FA goes on the attack over Graham
The Football Association went on the offensive yesterday as George Graham prepared to step up his appeal for public sympathy. Having sold his version of events surrounding the "bung" controversy to a tabloid newspaper, Graham is now to plug his book about the affair on radio and television.
The FA, tired of Graham's self-styled martyrdom, yesterday responded by releasing its own version of events. It reads differently to Graham's. It is also a far more effective way of dealing with the unabashed former Arsenal manager than another disrepute charge. Now the public can judge Graham directly. They may feel he escaped lightly.
The FA said it had "a right, and a responsibility" to set the record straight. The "Statement of Reasons" which it released was drawn up during the summer, after the disrepute charge which ended with Graham being banned from "all football activities" for one year.
Neither Graham, nor Arsenal, emerge with credit. Graham has contended that he thought the monies - pounds 140,500 paid in cash in December 1993, and pounds 285,000 paid by bankers' draft the following August - were gifts from Rune Hauge, for Graham's assistance in helping to establish him as a major agent.
But the statement notes the timing, and size of the payments, are too closely related to the Paal Lydersen and John Jensen transfers to be coincidental. It also questions the conduct of the deals.
In Lydersen's case Graham told Arsenal he would cost pounds 500,000 plus pounds 50,000 based on appearances. He then agreed a deal with IK Start for pounds 215,000 - a differential of pounds 285,000-pounds 335,000. On 5 December 1991 Arsenal paid Start pounds 500,000 (Hauge having explained they needed a bigger figure for work permit reasons).
Start passed on pounds 310,000 to Hauge's Channel Islands-based company, Interclub. Of that Lydersen received pounds 25,000, leaving pounds 283,000. Ten days later, in the Park Lane Hotel, Hauge handed roughly half to Graham in cash. "What a Christmas present - fantastic," thought Graham.
For eight months Hauge gave Graham no further money. Then Graham, through Hauge, bought Jensen from Brondby. Arsenal paid pounds 1.57m; pounds 750-800,000 of that went to Brondby, via Hauge. Jensen's cut was about pounds 200,000 - leaving pounds 550-600,000. A month later a banker's draft, for roughly half that amount, arrived in Graham's account. Coincidence?
Arsenal had no inkling of this until April 1994 when a letter arrived from the Inland Revenue suggesting that coaching staff had received "payments...which have emanated from transfer fees paid by [Arsenal]". At this point Steve Burtenshaw confessed to receiving pounds 50,000. Burtenshaw is still being investigated by the Premier League. He is also still at Arsenal.

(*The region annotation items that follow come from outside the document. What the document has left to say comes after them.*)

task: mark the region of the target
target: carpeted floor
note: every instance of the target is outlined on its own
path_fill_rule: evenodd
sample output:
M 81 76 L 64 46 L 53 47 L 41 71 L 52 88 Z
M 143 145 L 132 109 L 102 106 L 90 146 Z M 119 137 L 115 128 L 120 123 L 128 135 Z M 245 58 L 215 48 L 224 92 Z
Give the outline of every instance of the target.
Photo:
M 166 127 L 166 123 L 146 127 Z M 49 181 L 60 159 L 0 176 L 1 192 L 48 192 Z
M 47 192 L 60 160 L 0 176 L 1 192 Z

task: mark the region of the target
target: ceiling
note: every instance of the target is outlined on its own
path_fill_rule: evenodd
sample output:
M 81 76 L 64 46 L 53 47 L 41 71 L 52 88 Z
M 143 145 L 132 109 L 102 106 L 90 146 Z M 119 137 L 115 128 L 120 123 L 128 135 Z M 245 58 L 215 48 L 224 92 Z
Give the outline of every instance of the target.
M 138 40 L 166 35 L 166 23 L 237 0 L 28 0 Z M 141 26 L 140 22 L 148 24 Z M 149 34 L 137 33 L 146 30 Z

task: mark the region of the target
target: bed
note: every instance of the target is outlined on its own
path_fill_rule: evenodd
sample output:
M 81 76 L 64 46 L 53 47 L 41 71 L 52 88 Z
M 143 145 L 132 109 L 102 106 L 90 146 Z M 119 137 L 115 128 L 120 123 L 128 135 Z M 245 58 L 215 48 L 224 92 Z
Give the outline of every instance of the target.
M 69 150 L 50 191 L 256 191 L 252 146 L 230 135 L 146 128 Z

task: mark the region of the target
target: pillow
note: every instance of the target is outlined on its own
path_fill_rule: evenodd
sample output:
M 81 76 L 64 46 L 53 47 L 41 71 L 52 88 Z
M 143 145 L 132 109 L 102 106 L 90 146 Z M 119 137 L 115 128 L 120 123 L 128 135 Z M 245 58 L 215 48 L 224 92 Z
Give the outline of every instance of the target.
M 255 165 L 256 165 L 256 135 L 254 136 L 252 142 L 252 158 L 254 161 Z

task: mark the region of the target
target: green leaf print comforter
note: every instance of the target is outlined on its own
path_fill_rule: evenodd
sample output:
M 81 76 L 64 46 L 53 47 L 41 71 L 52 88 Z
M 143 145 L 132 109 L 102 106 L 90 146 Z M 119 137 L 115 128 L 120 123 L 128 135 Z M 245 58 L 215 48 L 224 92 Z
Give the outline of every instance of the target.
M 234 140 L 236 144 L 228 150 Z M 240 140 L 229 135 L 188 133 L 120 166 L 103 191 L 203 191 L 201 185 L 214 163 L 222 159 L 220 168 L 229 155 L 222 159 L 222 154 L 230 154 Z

In September, with Hauge being investigated by the Norwegian tax authorities, and Arsenal's directors talking to Brondby's, Graham told Arsenal about the money. In December, with rumours increasing, he paid both "gifts", plus interest, to Arsenal. Why, one might wonder, did he not return the money to Hauge, unless he knew it had not been Hauge's to give.
Arsenal, with a Cup-Winners' Cup still gleaming in the trophy room, said "thanks very much", and did not move to dismiss their manager. Only when the Premier League inquiry was about to report did they act.
It is a grubby affair, and Graham has done the game no favours by raking over it once more. One last point to reiterate: the inquiry does not clear Graham of deliberately fiddling the deals. It merely says "we cannot be sure that Mr Graham's role in each deal was pre-determined to line his own pocket". Not proven, rather than not guilty.